The existing application software includes a number of RDBMS data repositories, exposed through application-level APIs from various systems. Requirements for the new architecture included the reuse of the existing data as well as support for updates to the existing data stores from messages originating in the new architecture. Even though existing data was reused, the existing data model was not proving a good fit with the new architecture. Therefore converting the data to a new data model also became a key requirement. The MDM pattern fulfilled these two requirements by connecting to the data repositories and converting the data into a universal data model.
The WSO2 platform sports a number of features useful for implementing MDM. The OxygenTank article Implementing MDM Patterns on WSO2 SOA Platform describes a pattern called Service Adapters that applied neatly to this situation, leveraging the legacy APIs for data access. The adapters were coded in Java and deployed in the WSO2 Application Server. WS-Transfer facilitated transformation of the data models and exposed the new universal data model through XML Web Services.
The message exchange pattern (MEP) used to integrate the application components was pub-sub (publish and subscribe), bringing EDA into the picture. Pub-Sub extends the loose coupling of a SOA, allowing new data sources to be integrated by a simple publish/subscribe operation. The WSO2 Enterprise Service Bus’s native support for the WS-Eventing standard allows it to act as an event broker, while extending mediation capabilities to any pub-sub interaction as well as providing all the QoS controls available within the ESB.

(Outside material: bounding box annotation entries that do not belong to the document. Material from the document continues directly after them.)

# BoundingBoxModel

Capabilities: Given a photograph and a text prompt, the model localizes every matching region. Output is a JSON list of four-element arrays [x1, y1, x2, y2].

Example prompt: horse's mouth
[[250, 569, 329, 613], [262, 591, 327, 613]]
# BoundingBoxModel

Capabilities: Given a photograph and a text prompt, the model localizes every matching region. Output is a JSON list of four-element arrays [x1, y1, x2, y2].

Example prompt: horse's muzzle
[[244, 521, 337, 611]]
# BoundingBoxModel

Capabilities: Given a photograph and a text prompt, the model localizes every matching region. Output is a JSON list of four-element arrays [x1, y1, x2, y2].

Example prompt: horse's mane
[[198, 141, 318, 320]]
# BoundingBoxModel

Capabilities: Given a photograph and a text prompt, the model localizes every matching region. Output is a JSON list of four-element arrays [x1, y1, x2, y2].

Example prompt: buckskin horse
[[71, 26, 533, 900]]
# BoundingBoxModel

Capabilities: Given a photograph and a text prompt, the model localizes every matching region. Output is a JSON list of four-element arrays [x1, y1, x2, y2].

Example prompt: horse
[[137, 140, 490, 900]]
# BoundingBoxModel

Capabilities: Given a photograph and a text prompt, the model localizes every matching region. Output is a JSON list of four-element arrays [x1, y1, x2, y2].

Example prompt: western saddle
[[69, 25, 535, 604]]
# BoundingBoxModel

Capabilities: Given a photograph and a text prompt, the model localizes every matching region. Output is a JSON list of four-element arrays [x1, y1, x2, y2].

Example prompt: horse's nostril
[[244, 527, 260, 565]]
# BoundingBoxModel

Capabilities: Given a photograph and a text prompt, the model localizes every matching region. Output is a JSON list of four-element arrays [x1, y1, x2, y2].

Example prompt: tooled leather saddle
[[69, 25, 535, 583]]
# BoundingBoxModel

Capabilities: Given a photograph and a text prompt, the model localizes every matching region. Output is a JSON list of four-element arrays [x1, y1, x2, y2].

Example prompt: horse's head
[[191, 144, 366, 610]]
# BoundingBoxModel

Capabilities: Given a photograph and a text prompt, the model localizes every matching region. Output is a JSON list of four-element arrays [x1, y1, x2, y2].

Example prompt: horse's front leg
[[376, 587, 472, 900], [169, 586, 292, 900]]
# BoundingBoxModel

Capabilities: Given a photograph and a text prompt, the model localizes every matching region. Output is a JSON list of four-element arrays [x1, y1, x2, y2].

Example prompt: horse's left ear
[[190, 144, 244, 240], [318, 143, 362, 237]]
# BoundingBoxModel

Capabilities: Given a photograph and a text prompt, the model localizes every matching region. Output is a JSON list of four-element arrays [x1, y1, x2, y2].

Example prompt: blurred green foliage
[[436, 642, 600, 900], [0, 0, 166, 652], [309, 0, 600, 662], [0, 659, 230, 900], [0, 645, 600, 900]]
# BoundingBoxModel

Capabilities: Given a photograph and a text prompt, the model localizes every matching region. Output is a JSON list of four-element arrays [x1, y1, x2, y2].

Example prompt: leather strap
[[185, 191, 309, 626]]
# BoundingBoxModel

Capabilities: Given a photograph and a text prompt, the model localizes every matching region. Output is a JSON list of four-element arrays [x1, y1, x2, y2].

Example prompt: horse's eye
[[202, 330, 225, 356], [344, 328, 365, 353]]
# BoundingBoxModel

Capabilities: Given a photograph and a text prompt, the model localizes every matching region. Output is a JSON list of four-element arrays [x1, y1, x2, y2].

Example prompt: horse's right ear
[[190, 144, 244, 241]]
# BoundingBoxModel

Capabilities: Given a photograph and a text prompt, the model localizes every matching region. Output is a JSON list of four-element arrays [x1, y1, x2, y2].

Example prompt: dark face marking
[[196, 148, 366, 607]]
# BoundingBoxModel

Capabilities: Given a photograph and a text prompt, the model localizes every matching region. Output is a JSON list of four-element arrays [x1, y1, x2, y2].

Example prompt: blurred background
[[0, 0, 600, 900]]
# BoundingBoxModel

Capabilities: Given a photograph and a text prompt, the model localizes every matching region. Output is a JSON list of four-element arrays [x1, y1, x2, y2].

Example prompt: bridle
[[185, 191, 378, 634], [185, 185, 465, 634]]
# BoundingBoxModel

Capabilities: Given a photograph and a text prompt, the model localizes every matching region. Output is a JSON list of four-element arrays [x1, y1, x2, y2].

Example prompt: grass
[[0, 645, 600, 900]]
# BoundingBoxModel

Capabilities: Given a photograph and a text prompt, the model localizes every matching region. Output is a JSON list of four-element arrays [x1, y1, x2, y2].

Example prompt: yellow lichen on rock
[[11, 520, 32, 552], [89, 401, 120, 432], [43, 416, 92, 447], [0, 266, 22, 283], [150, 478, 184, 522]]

By introducing a controller into the architecture, more sophisticated event flows are possible, controlled by business processes and rules. In this architecture, the controller was implemented by using WSO2 Application Server and WSO2 Business Process Server, and combined standard JAX-WS based services and rules defined in BPEL.
Dynamic discovery emerged as a key requirement to avoid tightly coupling of service endpoints. The combination of WS-Discovery support and a compatible service deployer, endpoint availability is published as each service is deployed.
Integration of a Registry/Repository was identified as a key requirement to store service and configuration metadata as well as to enable dynamic metadata look-up. These facilities are provided by the WSO2 Governance Registry, which in addition to a metadata store hosts the topic store for topic-based event subscriptions.
The logical architecture solution above maps to a variety of deployment patterns for different clients of the system integrator, meeting their individual demands for scalability, high availability, infrastructure constraints, and so forth.
The application of aspects of Event Driven Architecture to the problem of Master Data Management adds flexibility and increases the advantages of loose coupling so prized in modern SOA solutions. We hope the pattern described above gives you some ideas of how your current integration challenges can be approached.